Reviews

Antigone

Polly Findlay’s new production of the classic Greek tragedy is potent and powerful.

Natasha Tripney

Natasha Tripney

| London |

June 2, 2012

Christopher Eccleston and Jodie Whittaker
in Antigone
(© Johan Persson)
Christopher Eccleston and Jodie Whittaker
in Antigone
(© Johan Persson)

Christopher Eccleston’s intense but measured performance as Creon dominates Polly Findlay’s production of Antigone at the Olivier Theatre.

It’s a tense, taut affair in which Thebes has become an Eastern European police state. Soutra Gilmour’s imposing set with its great curving concrete wall is bunker-like and forbidding, while the visual palette has 1970s overtones, all beiges, greys and muddy greens.

After a devastating civil war, Creon, the new king of Thebes, decrees that the dead body of Polyneices must be denied a proper burial and left to rot in the streets. When his sister Antigone (Jodie Whittaker) attempts to perform the burial rites, Creon is infuriated and decides to make an example of her, condemning her to an awful, lingering death, walled up in a cave. This act, and his unwillingness to bend or to listen to reason — his refusal even to heed the pleas of his own son, Haemon, who was betrothed to Antigone — leads to tragedy.

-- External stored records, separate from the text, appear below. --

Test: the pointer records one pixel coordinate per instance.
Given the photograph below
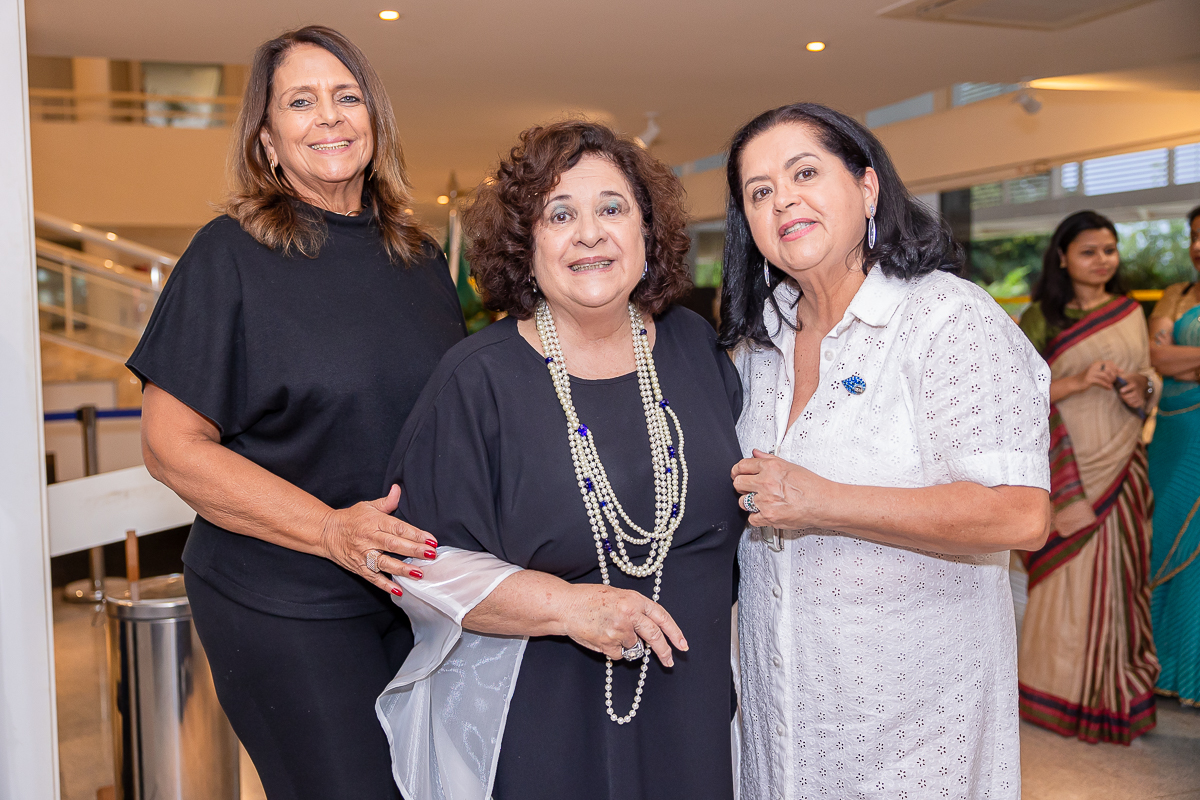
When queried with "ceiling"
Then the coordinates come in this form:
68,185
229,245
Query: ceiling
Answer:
466,76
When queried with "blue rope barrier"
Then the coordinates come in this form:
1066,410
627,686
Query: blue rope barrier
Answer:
107,414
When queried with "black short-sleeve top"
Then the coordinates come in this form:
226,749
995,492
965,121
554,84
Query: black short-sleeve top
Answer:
309,367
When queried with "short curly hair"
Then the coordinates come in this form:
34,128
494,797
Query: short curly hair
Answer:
499,222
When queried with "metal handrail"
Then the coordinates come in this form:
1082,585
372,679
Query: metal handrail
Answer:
54,104
136,96
106,269
161,262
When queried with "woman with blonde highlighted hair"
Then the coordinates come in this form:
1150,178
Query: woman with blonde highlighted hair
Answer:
283,356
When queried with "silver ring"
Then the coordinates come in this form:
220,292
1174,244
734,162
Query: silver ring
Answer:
634,653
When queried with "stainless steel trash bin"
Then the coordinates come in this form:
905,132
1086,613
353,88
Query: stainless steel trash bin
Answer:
171,739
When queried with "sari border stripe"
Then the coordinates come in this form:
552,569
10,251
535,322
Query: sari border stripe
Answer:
1108,314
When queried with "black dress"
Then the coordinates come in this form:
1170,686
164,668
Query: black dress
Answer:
309,367
485,464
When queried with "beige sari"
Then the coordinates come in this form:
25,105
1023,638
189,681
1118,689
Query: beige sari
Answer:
1086,659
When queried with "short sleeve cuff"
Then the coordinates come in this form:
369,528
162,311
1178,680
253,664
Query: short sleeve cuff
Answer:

Eccleston is superb as the new leader whose self-belief and conviction is initially unshakeable. Looking a trifle uneasy in his blue suit, his gestures are precise, his enunciation careful and clear. He is a man very aware of how his behavior and actions are perceived; it’s a restrained, but potent portrayal, even if he seems unwilling to loosen his grip on his character’s sense of propriety and control even at the very end when his hands are stained with the blood of his loved ones and he has lost everything.


Whittaker has a clear-eyed quality as Antigone, a woman determined to do what she believes must be done while all the time understanding that it will cost her dear. But there’s a lack of fire to her performance, even though there is something wrenching about the stoicism she displays as she is sent to her death.


Jamie Ballard gives a brief but powerful performance as the blind soothsayer Teiresias and the chorus, made up of office functionaries and military figures, speak both as one yet also have their own characteristics, with Kobna Holdbrook-Smith standing out amongst them.

Don Taylor’s version of the text is punchy in places but often merely functional and sometimes even clunky, and the whole police state update never quite justifies itself, but there’s an undeniable potency to the production as a whole.